|
|
Above bushline, the views of the surrounding peaks and valleys were stunning. We saw clouds scraping the tops of the peaks on the next ridge over, but Avalanche Peak was clear and bright under full sun. The trail continued to climb up the arm of the mountain, flagged by large yellow posts. At the junction with the Scotts Track (marked by orange snow posts), we encountered a curious kea who hopped about after us and even pecked at Jeremy's boot. Now the winds on the final approach to summit were beginning to gust. We followed the knife edge to the summit, crouching low at times. It was not a difficult trail, but the winds were strong enough to knock us over if we had been standing.
We did not linger on the Avalanche Peak (1833 m, 6014 ft.) for long and began the descent along Scotts Track, which is just as steep above bushline, but of milder grade than Avalanche Creek in the forest. It was a gorgeous trail, but punishing on the feet and knees. Once we reached the road, it was a quick ten minutes to the car. We continued driving west to the coast and turned north to reach Punakaiki before sundown. Punakaiki is home to the pancake rocks - limestone formations that have eroded in a fascinating pattern due to stylo-bedding. The scenery along the west coast alone was worth the drive!

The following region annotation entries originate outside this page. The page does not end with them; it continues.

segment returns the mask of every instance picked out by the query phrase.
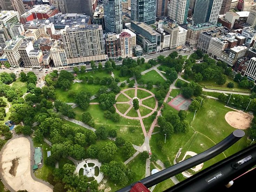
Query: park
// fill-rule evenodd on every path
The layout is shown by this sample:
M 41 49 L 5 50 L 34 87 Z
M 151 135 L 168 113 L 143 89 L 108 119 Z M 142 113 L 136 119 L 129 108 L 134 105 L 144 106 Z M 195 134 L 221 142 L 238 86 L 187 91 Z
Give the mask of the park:
M 245 108 L 253 110 L 246 102 L 254 99 L 249 87 L 243 87 L 245 80 L 229 77 L 220 85 L 214 82 L 215 77 L 196 82 L 201 73 L 193 66 L 197 56 L 188 54 L 185 61 L 173 53 L 156 60 L 125 59 L 122 66 L 109 61 L 104 69 L 74 68 L 75 76 L 53 72 L 42 89 L 31 73 L 0 85 L 10 89 L 1 95 L 4 122 L 15 125 L 0 153 L 5 184 L 15 190 L 36 191 L 32 186 L 39 182 L 42 191 L 83 185 L 86 190 L 114 191 L 203 152 L 236 129 L 245 131 L 246 136 L 222 153 L 150 189 L 162 191 L 244 149 L 247 137 L 253 138 L 248 129 L 253 119 Z M 230 82 L 233 90 L 224 87 Z M 20 95 L 13 94 L 18 89 Z M 1 129 L 2 136 L 9 138 L 9 128 Z M 41 165 L 33 172 L 29 157 L 38 147 Z

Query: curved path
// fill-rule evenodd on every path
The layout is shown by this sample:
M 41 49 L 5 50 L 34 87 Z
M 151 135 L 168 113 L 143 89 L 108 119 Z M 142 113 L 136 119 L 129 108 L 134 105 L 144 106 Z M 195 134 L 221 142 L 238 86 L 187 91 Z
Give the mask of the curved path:
M 53 186 L 36 177 L 32 170 L 34 148 L 31 138 L 22 135 L 15 136 L 6 143 L 0 153 L 0 177 L 3 184 L 11 191 L 26 189 L 29 191 L 53 191 Z M 22 144 L 17 145 L 18 142 Z M 19 158 L 15 175 L 9 173 L 12 161 Z M 15 173 L 16 172 L 16 173 Z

Arriving just as the Visitor Center was closing, the young woman manning the center told us that the blowholes were not active since it wasn't high tide, but that the rocks were still worth going to see. We crossed the street and entered a dense, dark forest. The paved path led out of the trees through stands of tall New Zealand flax bushes (look like flexible yucca plants) and then down to the water. The pancake rocks looked like a massive city to me. Even though the blowholes weren't in full action, they were still very neat to look at. There was a lot of moisture in the air and the visibility wasn't great, but everyone walking the path was dazzled by the beautiful rocks and waterfront setting.
We knew we wouldn't be able to drive to Okarito before dark, so we opted to drive into the coastal town of Greymouth and grab a motel room. End of summer is still a very busy time for the coast, so we were lucky to get one of the last doubles at Aachen Place. The proprietor was friendly, charming, very sweet. He phoned the local takeaway joint for us and said we had 20 minutes to get there before they closed at 8 pm. We hurried over there for an order of fish and chips (actually, we ordered the seafood basket which I won't do again - just stick with the fish) and then swung by the grocery store for a few more supplies. We set the tent out to dry and went to sleep.